The Times That Try Mens' Souls

Chapter 6

Imriel's Departure

With Imriel's transportation to Marsilikos taken care of, the next thing to do was gather the items he'd requested. Getting his personal items would be difficult; there was no way his guards would let me anywhere near his quarters. I would have to bribe one of his servants to get the required items for me. Many of them were not personally loyal to him, so a bribe would not be terribly difficult.

I filled another purse with gold and summoned Thierry. After he left with the bribe, I turned my mind to other matters.

I needed to raise a delegation.

Oh, Carthage had planned this well indeed. Damn near all of Parliament was bewitched. I truly was the only great lord who'd been spared, and that was only due to my suspicious nature. The thought still stunned me, and I had to wonder if I was somehow meant to do this, if Elua and his Companions had wanted me spared Carthage's madness.

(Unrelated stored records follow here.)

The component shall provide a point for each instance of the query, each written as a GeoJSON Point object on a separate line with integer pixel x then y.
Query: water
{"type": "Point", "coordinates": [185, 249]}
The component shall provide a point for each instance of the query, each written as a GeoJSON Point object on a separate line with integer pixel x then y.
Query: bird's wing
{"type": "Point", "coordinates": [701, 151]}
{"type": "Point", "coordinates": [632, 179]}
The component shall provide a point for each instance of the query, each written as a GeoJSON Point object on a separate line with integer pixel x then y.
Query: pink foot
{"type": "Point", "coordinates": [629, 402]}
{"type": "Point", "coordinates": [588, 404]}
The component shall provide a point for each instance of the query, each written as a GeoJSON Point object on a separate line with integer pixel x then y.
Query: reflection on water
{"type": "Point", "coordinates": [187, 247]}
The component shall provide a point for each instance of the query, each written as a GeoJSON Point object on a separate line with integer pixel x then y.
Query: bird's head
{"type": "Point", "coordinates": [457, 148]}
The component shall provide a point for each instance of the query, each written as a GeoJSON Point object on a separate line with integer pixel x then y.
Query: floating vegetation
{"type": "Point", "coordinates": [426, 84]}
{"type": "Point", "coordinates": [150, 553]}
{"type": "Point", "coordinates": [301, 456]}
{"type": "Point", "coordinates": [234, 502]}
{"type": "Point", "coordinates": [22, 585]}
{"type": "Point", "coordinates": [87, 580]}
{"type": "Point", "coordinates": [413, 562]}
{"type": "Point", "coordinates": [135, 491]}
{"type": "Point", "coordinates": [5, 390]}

It may seem a bit egotistical of me to believe that I might attract their personal attention, but I have experienced their personal attention before, years ago, on the battlements of Troyes-le-Mont. As I watched Waldemar Selig skin Phèdre nó Delaunay alive, I felt the rush of Kushiel's bronze wings in my head and I knew what I had to do.

Well, if I was meant to do this, then I would not fail. I could not fail.

This delegation would have to consist of members of the lesser houses. Ysandre would be less apt to listen to them, so we'd need to rely on numbers to convince her. And there would have to be some from each province.

Namarre would be easy. As the sovereign Duc of Namarre, technically I could summon any Namarrese noble at any time. I could also order them if I so chose. But aside from being under my authority, Namarre also had many noble families I knew very well and several whom I was related to by marriage. I'd start with them.

I went into my study and took out some paper. I began a letter to Vienne de Vardot, my sister-in-law. She and I got along well, so I was confident that she would help in any way she could. I prefer not to order my nobles about if I can avoid it.

Vienne is some three years older than Apolline. She is the oldest. After her comes Apolline, and then three brothers. One of them, Michel, died in the Battle of the Three Princes. His death, along with Prince Rolande's, led me to privately refer to that battle as the Battle of the Dead Brothers-in-Law.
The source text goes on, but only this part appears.